Happy Columbus Day! Here's a bit of history as well as practical information for the 2012 holiday, which falls on Oct. 8.
Columbus Day celebrates Christopher Columbus' arrival in the United States.
It became a state holiday in Colorado first, in 1906, and became a federal holiday in 1937. Many Italian-Americans observe Columbus Day as a celebration of their heritage. The first occasion was celebrated in New York City on October 12, 1866.
In recent decades there has been increasing controversy over whether Christopher Columbus should be celebrated as a hero due to his violence towards the Native American population.
In the United States, Hawaii and South Dakota do not celebrate Columbus Day. Instead, they celebrate Discoverers Day (which commemorates the Polynesian discoverers of Hawaii) and Native Americans Day, respectively.

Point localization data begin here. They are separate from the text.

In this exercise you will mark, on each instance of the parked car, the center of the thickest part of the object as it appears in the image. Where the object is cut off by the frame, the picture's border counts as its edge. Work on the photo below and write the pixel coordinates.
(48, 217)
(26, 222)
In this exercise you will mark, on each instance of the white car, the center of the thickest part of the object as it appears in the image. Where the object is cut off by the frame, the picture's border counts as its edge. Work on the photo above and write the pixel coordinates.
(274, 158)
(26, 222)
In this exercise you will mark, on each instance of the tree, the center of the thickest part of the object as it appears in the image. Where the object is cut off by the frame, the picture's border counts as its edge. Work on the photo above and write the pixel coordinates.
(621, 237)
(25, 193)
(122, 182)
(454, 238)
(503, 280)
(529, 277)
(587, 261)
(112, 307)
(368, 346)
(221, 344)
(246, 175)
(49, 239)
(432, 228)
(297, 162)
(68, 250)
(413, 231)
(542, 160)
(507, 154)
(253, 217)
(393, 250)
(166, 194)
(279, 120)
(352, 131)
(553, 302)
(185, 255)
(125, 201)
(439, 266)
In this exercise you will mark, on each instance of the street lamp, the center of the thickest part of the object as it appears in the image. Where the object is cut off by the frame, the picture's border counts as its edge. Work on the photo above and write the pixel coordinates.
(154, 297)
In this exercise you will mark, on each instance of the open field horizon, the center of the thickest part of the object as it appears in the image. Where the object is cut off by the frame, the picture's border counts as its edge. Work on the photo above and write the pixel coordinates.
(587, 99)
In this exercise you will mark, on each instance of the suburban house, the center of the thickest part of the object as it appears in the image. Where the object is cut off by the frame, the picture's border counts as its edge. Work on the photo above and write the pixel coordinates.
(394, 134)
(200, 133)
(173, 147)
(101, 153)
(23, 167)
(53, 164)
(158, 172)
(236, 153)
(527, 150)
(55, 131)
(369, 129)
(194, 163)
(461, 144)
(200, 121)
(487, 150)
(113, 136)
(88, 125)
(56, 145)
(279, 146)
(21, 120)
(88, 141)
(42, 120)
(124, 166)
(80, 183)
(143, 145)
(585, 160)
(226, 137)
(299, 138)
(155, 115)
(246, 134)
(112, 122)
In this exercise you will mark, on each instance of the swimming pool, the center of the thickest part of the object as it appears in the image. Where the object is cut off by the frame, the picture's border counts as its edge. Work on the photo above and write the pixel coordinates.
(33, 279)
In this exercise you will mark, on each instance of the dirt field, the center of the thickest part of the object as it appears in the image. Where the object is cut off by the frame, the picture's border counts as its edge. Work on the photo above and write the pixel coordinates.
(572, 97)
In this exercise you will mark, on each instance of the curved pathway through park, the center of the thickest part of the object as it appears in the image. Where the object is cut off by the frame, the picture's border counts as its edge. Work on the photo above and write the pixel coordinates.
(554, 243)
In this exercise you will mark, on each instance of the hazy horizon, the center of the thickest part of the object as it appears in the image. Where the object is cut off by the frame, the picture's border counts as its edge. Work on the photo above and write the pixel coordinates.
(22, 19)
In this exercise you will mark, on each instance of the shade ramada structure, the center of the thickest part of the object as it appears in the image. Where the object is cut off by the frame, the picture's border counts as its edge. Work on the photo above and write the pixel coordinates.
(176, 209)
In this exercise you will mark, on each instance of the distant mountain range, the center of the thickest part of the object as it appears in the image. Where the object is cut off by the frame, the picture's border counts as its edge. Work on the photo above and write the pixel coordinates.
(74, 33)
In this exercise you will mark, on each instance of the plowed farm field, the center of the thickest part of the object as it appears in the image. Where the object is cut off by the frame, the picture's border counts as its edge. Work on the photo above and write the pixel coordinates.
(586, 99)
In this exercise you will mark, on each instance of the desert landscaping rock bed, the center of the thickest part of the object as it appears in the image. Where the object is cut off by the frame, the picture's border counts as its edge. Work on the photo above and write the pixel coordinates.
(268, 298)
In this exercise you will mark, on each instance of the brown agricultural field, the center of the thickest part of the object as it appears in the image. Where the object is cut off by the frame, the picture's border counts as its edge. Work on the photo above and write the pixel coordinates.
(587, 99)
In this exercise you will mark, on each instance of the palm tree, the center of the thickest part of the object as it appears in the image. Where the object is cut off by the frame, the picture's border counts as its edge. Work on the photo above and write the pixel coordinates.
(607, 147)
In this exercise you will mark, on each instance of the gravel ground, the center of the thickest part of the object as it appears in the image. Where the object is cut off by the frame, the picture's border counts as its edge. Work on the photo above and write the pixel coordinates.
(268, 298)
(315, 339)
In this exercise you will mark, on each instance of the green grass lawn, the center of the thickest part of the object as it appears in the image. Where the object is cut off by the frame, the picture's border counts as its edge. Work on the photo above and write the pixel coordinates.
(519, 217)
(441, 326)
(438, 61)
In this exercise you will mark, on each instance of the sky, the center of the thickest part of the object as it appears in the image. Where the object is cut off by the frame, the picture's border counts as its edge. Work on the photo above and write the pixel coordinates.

California,Texas and Florida removed Columbus Day as a paid holiday for government workers, while still maintaining it either as a day of recognition or a legal holiday.
Columbus Day is also celebrated in Spain, Uruguay, the Bahamas and many South American countries.
Government offices, including the Department of Motor Vehicles, are closed. Courts and public schools are also closed. There is no mail delivery.
There is no garbage or recycling collection. If Monday is your regular garbage day, put your garbage out after 4 p.m. If Monday is your regular recycling day, wait until the following week to put out your recyclables.
Alternate Side, Subway, Street Closures and Traffic Delays:
Subways and buses run on a weekday schedule.
Alternate side parking is suspended. All other regulations, including parking meters, remain in effect.
If you're planning on driving in Manhattan, the following streets will be closed:
- 44th-47th streets between Madison and 6th avenues
- 5th Avenue between 43rd St. and 79th St.
- 72-78th Streets between 5th and Madison avenues
The Columbus Day Parade begins at 11:30 a.m. and lasts until 3 p.m. beginning on Fifth Avenue at 44th Street and continuing north along Fifth Avenue to 79th Street.
The Columbus Day Parade has been organized by the Columbus Citizens Foundation in New York since 1929. Over 35,000 people participate in the parade in New York City. The parade attracts nearly one million spectators and is the largest celebration of Italian-American culture in the world.
Columbus Day mass takes place at St. Patrick's Cathedral (50th Street/Fifth Avenue) at 9:30 a.m.